Comedian Bill Cosby used to do a bit about his kids and how frustrating giving directions to them was. He said, with his kids, it was not enough to tell them to go into the shower, you also had to tell them to turn on the water and use soap.
I've run into the occasional employee like that. You give them a task to do and they unable to act beyond it, or if they hit a snag, they're unable to use their own analytical thinking to connect the dots for a solution. It's called analytical thinking and it's really hard to test for it in an interview.
However, Bill Bonnstetter, Founder of Target Training International, offered in a piece he wrote for workforce.com some great questions to ask a job candidate in an interview to figure out just how analytical he or she is:
- Describe a situation when you anticipated a problem. What, if anything, did you do about it?

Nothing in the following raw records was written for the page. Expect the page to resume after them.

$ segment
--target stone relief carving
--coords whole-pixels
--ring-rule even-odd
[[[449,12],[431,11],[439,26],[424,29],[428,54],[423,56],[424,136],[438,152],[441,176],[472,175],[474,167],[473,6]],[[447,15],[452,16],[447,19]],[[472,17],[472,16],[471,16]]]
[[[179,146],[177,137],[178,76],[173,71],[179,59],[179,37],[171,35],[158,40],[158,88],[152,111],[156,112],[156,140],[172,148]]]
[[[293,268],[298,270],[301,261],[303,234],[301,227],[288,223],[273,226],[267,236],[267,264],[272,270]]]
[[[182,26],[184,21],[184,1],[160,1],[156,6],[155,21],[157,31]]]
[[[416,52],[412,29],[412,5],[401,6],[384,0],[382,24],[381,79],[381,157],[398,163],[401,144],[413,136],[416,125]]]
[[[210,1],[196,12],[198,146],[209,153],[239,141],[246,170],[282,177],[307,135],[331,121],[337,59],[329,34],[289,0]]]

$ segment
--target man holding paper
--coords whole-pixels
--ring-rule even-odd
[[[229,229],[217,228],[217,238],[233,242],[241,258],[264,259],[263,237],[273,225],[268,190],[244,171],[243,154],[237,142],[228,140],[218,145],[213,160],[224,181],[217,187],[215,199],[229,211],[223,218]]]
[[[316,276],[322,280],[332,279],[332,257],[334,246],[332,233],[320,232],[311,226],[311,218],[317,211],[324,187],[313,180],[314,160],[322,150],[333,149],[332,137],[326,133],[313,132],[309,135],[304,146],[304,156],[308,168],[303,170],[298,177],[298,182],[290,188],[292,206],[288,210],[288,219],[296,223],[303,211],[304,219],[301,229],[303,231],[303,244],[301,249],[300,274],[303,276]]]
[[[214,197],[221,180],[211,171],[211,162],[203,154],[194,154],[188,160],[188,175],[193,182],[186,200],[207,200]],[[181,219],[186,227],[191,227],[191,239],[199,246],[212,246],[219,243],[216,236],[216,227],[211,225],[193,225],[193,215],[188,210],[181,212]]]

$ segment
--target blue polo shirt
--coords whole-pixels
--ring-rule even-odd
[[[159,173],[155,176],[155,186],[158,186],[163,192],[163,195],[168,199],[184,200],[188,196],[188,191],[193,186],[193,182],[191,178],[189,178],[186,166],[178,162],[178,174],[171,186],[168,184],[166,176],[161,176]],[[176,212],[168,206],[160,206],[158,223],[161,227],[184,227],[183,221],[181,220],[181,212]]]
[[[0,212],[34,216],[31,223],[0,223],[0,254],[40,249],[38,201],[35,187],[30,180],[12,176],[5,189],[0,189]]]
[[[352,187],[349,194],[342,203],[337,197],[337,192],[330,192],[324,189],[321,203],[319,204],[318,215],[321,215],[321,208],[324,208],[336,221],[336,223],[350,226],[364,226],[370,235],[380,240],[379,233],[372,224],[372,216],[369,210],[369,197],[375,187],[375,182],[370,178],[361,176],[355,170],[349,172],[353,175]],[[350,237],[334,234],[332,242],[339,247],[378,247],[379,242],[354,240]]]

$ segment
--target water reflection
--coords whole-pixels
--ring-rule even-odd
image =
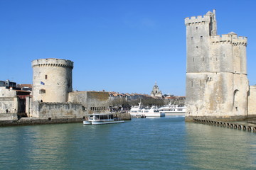
[[[255,169],[255,134],[202,124],[186,123],[186,153],[199,169]]]
[[[0,129],[0,169],[256,169],[255,133],[182,117]]]

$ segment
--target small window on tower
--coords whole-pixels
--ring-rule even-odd
[[[46,90],[45,89],[40,89],[39,94],[46,94]]]

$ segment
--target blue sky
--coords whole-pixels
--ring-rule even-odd
[[[256,1],[0,0],[0,80],[32,84],[31,61],[74,62],[79,91],[186,95],[184,18],[216,10],[218,34],[248,38],[256,84]]]

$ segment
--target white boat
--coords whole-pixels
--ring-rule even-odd
[[[145,116],[148,117],[163,117],[165,116],[164,113],[160,113],[156,106],[153,106],[150,108],[144,108],[139,103],[139,106],[134,106],[128,112],[132,117]]]
[[[114,118],[113,114],[93,113],[89,115],[88,120],[84,120],[84,125],[103,125],[124,123],[124,121]]]
[[[158,109],[160,113],[165,113],[166,115],[185,115],[186,106],[183,105],[171,105],[161,107]]]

- Give an example of when your diagnosis of a problem proved to be correct. What approach did you take to diagnose the problem? What was the outcome?
- Describe the most difficult work problem you've ever encountered. What made it difficult? What solution was implemented and how successful was it in solving the problem?
- What steps do you take toward developing a solution?
- What factors do you consider in evaluating solutions?
I don't think a person who is not very analytical could answer these questions or talk about scenarios. Try them in your next interview. (Not a bad set of questions to practice answers for if you're a job candidate either.)